1.7 KiB
IDLs and BlogIDL; Part One.md
You might have noticed the language used in my blog post is not any other existing language.
It is what is called an IDL or Interface Definition Language. Typically IDLs are used to define interchange formats for programs, like I use it for.
These languages are used to define how data is laid out in byte format.
In this post I will be explaining and defining a log format.
Typical logging systems have multiple severities of logs.
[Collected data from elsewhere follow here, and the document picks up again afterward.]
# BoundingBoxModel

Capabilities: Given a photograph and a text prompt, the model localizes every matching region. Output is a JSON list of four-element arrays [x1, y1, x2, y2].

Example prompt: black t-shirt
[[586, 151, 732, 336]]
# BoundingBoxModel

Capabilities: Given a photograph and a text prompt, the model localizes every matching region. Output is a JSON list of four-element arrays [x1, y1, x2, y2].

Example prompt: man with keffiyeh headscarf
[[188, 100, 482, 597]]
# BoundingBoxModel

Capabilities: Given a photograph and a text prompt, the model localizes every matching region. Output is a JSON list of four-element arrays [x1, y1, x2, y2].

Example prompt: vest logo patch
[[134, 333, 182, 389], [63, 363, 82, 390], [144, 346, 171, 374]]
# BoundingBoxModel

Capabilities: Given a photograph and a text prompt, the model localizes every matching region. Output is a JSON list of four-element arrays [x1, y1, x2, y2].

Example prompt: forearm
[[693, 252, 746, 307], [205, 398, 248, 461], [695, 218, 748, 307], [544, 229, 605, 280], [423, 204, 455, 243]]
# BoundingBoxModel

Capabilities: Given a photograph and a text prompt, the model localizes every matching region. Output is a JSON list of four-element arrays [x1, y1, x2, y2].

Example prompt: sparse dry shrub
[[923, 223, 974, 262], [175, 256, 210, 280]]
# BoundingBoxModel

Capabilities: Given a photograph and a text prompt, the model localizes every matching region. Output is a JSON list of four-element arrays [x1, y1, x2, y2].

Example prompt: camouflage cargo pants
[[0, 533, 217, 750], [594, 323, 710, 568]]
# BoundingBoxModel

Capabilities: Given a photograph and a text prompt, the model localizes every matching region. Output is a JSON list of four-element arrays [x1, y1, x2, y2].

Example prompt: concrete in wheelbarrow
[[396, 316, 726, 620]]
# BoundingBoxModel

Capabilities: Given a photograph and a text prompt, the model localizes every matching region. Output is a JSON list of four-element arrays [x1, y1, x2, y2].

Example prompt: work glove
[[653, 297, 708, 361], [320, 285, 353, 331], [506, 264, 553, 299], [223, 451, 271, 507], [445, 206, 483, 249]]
The log crate for rust operates using five different log levels
Error
Warn
Info
Debug
Trace
The winston library for javascript uses the following levels.
error
warn
info
http
verbose
debug
silly
There is also this RFC which I won't read
I am partial to the log
method so let us adopt that format for log levels.
We should also assign a numerical value to each log level starting with the most important to the least important.
enum LogLevel {
Error = 0,
Warn = 1,
Info = 2,
Debug = 3,
Trace = 4,
}
Thats a bit much and adding a new level is not an automatic increment thing.
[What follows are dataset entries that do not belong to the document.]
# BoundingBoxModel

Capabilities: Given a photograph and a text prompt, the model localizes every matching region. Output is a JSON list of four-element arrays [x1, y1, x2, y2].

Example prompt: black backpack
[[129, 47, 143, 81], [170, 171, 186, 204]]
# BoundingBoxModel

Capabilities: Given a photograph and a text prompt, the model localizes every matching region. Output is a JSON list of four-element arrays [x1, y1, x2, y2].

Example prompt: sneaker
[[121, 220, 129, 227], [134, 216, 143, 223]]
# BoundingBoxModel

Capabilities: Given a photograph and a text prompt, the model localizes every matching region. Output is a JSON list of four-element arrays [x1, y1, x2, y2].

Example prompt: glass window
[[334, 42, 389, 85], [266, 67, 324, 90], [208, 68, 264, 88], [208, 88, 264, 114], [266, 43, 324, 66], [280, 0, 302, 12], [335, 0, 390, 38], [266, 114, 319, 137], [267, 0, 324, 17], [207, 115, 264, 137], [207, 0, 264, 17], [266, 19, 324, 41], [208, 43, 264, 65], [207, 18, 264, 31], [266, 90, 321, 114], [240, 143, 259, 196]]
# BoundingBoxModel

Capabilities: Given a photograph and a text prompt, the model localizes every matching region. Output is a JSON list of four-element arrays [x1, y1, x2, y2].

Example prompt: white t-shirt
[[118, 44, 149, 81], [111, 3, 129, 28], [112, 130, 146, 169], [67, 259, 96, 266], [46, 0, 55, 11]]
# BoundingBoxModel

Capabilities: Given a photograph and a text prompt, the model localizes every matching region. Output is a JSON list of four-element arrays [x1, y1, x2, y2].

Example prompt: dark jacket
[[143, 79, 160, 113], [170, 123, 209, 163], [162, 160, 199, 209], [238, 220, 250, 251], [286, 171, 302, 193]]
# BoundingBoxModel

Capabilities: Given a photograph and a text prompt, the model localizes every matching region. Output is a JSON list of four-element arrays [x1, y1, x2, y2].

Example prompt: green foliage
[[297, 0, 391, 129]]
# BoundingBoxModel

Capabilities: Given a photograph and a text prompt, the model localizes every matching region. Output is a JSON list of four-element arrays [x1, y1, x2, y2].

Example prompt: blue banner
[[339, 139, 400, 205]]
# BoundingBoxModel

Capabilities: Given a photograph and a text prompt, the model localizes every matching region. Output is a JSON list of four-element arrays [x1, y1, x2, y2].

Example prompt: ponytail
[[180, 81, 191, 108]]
Lets introduce a new concept to the language called an attribute.
@auto_increment
enum LogLevel {
Error = 0,
Warn,
Info,
Debug,
Trace,
}
The auto_increment
attribute finds all enum variants with a number and increments by one whole number until it finds an already assigned number or there are no more variants.
This reduces the chance of messing up aswell as makes you just type less. Syntax sugar and all that.